Tuesday, June 12, 2007

On Imagintion

Imagination is one of the least developed themes in the works of Paul Ricoeur. In the midst of his extensively productive intellectual output, one essay that treats significantly the theme is incorporated in one major publication consisting of collection of his essays on Hermeneutics. Adding to this burden of insignificance, the concept of imagination is held in suspect as unworthy of serious thought dues to its prejudicial connection with its colloquial understanding associated with daydreaming understood as unproductive, wasteful cerebral manipulation. Where in fact, imagination is creative and productive as claimed by Paul Ricoeur.

Imagination is a dimension of language[i] more intensively of the literary types. Ricoeur sees in the language’s imaginative capacity the power to mediate subjectivity for it is in the nature of language as discourse to constitute reality through its dynamic function of reference. Also, basic in Ricoeur’s thought is the understanding that subjectivity can neither claim nor aspire to be the ultimate foundation of reality nor fully constitute itself. Ricoeur rejects all hubris on the part of the subject for by itself, solipsistically alone and in soliloquy it is found wanting. Instead, the subject has to redeem itself among the expressions of the world and of itself. In Ricoeur’s words, “there is no self-understanding that is not mediated by signs, symbols and texts; in the last resort understanding coincides with the interpretation given to these mediating signs.”[ii] Hence, through the hermeneutic task, recovery of the self happens.

This paper then will describe the imaginative dimension of language which posses the key towards a renewed and reinvigorated philosophy of subjectivity. Also, this paper will elucidate how hermeneutics as a thought pattern and method is best suited to assist the recovery of the self. In sum, this paper will show how the twin hermeneutical themes of imagination and interpretation assist Ricoeur’s project of reviving subjectivity.

In order to give a satisfactory presentation of its findings, this paper will indicate the direction taken by Ricoeur’s thought an outline of

Chapter one will trace an outline Ricoeur’s thought to such an extent that will enable us to trace the line of direction of this thought, as he himself indicated, a hermeneutic phenomenology. Here we will describe the main features of his philosophy, as identified by his commentators, his major preoccupation and his philosophical method. This will serve as the context in which we will elaborate our particular hermeneutic and anthropological concerns.

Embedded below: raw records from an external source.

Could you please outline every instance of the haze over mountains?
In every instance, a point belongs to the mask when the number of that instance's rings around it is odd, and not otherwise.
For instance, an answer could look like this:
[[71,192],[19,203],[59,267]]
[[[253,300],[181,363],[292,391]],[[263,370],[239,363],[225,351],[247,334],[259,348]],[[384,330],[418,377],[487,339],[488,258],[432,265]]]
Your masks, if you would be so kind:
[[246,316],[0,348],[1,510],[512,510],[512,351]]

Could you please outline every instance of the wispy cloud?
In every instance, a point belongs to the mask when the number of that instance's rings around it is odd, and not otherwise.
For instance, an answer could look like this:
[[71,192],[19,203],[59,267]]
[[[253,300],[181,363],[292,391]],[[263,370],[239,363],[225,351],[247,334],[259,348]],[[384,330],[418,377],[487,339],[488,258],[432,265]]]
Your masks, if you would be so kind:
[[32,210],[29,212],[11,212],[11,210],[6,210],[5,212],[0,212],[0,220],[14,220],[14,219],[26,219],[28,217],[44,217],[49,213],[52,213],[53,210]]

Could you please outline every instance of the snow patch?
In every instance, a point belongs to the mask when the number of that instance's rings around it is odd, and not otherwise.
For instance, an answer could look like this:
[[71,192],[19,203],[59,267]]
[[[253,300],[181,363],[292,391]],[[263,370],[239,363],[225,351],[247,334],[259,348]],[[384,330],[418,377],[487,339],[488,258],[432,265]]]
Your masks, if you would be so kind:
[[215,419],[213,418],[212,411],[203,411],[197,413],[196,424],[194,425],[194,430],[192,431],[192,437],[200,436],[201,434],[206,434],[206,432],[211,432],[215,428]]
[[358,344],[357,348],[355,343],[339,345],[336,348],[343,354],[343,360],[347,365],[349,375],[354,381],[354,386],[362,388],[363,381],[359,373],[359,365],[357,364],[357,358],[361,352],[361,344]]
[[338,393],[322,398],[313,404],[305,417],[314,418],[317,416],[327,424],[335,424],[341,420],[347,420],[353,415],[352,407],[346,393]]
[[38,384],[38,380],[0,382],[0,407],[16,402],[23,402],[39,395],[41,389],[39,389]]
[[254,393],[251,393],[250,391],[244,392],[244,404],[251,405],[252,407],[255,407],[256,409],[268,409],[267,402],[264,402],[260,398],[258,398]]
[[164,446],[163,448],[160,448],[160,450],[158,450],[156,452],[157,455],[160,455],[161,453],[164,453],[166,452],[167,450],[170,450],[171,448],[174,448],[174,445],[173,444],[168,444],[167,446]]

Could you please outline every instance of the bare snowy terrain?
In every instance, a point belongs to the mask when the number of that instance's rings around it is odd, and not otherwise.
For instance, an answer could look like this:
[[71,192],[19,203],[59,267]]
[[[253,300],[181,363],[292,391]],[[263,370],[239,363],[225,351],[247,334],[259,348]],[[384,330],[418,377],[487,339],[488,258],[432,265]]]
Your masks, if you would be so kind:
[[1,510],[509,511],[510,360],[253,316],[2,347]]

Imagination as a trait of language

Imagination operates in symbol

imagination operates in dreams

imagination operates in poetics (metaphor)

imaginations operates in narative




[i] Mark Muldoon, Reading, Imagination, and Interpretation, A Ricoeurian Response, International Philosophical Quarterly, 61 (2001), 421-438 in http://25.brinkster.com/marcsgalaxy/imagination.htm accessed on April 18, 2007.

[ii] Paul Ricoeur, From Text to Action, Essays in Hermeneutics, II, trans. By Kathleen Blamey and John B. Thompson (Evanston, Ellinois: Northwestern University Press, 1991), p. 15.